In adulthood, the formation of the feeling of being worthy takes place on the basis of self-attitude, and accordingly, it is necessary to start working from this very position. Initially, you will have to objectively evaluate yourself, to get acquainted (perhaps this will require feedback from people around you who consider some of your shortcomings to be merits and vice versa). This stage is necessary for a clear definition of who you are, in order to distance yourself from imposing the opinions of others and switching this assessment to internal control, instead of a spontaneous external one. The courage of recognizing and accepting oneself along with shortcomings gives a powerful inner strength and vector of change. It is important that the intentions of the changes (if they are suddenly started after the revision of their qualities) are carried out in accordance with the internal guidelines, and not the convenience of other people. Counting their victories and good qualities, changes on the way to the better should be carried out visually (you can record, you can recruit ten achievements and arrange yourself for this holiday or self-indulgence) - such events increase self-esteem.

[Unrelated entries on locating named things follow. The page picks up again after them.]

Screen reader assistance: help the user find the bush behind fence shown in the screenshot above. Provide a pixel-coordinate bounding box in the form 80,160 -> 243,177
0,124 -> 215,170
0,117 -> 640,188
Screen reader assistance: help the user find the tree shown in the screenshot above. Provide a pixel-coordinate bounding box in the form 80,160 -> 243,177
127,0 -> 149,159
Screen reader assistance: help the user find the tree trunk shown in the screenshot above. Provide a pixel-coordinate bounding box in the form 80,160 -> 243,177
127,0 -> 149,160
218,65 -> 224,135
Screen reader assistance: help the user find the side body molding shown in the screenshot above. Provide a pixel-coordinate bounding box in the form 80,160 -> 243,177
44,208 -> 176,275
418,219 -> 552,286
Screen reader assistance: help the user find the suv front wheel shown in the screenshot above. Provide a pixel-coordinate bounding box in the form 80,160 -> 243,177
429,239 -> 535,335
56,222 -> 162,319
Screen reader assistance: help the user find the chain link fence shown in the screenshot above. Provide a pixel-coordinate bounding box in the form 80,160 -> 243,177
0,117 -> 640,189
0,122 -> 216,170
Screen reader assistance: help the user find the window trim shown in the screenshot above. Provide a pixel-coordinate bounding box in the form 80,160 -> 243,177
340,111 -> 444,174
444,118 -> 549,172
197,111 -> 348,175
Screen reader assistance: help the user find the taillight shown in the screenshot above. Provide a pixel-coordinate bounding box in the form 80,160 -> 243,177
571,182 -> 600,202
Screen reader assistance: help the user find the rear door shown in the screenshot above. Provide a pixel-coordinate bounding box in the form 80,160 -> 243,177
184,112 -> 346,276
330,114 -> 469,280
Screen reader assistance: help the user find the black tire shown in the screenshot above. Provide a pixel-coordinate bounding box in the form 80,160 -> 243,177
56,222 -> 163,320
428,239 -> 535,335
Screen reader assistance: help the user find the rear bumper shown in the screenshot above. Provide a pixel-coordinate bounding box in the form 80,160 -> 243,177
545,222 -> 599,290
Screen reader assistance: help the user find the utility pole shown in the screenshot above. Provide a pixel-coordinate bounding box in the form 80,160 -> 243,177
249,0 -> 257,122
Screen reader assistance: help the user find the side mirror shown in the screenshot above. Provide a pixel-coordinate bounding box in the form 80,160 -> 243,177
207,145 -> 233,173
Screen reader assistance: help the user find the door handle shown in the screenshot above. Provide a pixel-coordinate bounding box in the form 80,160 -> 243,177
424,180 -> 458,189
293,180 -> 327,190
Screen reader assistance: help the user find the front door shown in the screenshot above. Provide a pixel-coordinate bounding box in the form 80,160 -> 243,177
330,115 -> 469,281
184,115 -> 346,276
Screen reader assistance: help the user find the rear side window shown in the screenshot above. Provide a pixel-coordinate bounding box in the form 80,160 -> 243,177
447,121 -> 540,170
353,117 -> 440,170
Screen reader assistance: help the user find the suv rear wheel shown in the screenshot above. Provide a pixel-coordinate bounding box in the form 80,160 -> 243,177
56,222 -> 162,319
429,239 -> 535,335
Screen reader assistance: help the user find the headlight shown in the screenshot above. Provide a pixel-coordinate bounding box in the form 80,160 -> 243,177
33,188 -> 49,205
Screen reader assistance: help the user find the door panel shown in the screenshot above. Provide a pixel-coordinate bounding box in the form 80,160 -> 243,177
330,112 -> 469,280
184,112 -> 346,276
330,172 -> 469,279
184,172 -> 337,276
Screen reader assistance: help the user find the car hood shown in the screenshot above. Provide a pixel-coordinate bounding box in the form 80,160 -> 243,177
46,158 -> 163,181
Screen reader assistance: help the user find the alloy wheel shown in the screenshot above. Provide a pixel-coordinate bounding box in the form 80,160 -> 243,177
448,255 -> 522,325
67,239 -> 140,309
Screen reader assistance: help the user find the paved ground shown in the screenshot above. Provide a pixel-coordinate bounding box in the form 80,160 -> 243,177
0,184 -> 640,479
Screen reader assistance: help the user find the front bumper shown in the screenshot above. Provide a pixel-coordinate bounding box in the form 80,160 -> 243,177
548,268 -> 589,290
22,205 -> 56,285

You have to struggle with the desire to compare yourself with others, it is permissible to compare yourself with yourself (at the beginning of the journey or with where you are going). To make it easier, for the first time, you can turn off the news feed in the social network with profiles dazzling photos of success, and you can consider each catching comparison as an experience of self-knowledge. You can analyze your mental victories over someone in terms of what this victory gives to an inner feeling, how to apply it. You can also work with comparisons in the negative direction, making your desires and needs envy, and possibly images of compliance imposed by someone.
Listen to your desires and try to fulfill them, the constant postponement of your joys for others greatly inhibits the emergence of self-esteem, because every time, for important reasons, someone else deserves more happiness than you do. Do you now want to drink sea buckthorn tea in silence - buy sea buckthorn, brew tea, close the door to the room with a sign banning entry. And the world will not collapse, even if you have a small child, the deadline for the delivery of the project or girlfriend hysterical in the kitchen.
Many since childhood have been taught modesty, the devaluation of compliments and the concealment of what is available (at least material, even trips, even achievements). Such behavioral strategies make you value yourself less and shrink in size, trying to be worse, talking about success only to those closest to you. But own dignity implies accepting praise sincerely and joyfully, telling us about your achievements, without devaluing. Your attitude and value for the society depends on your self-repription. If you want a good relationship, feel worthy of it, speak well of yourself. And you can start from the opposite and with stories about your positive qualities to form a worthy attitude, which will automatically tighten your inner self-esteem.
In the meantime, this feeling cannot yet resist violators from outside, then limit the circle of people and communication spheres, where violations of human rights, freedoms and virtues are possible, where caustic and devaluing remarks occur, where your boundaries are violated, loading beyond measure, in order to release time. It is not enough to cultivate such an attitude in oneself; one must get rid of the factors contributing to the destruction of such an adequate self-perception.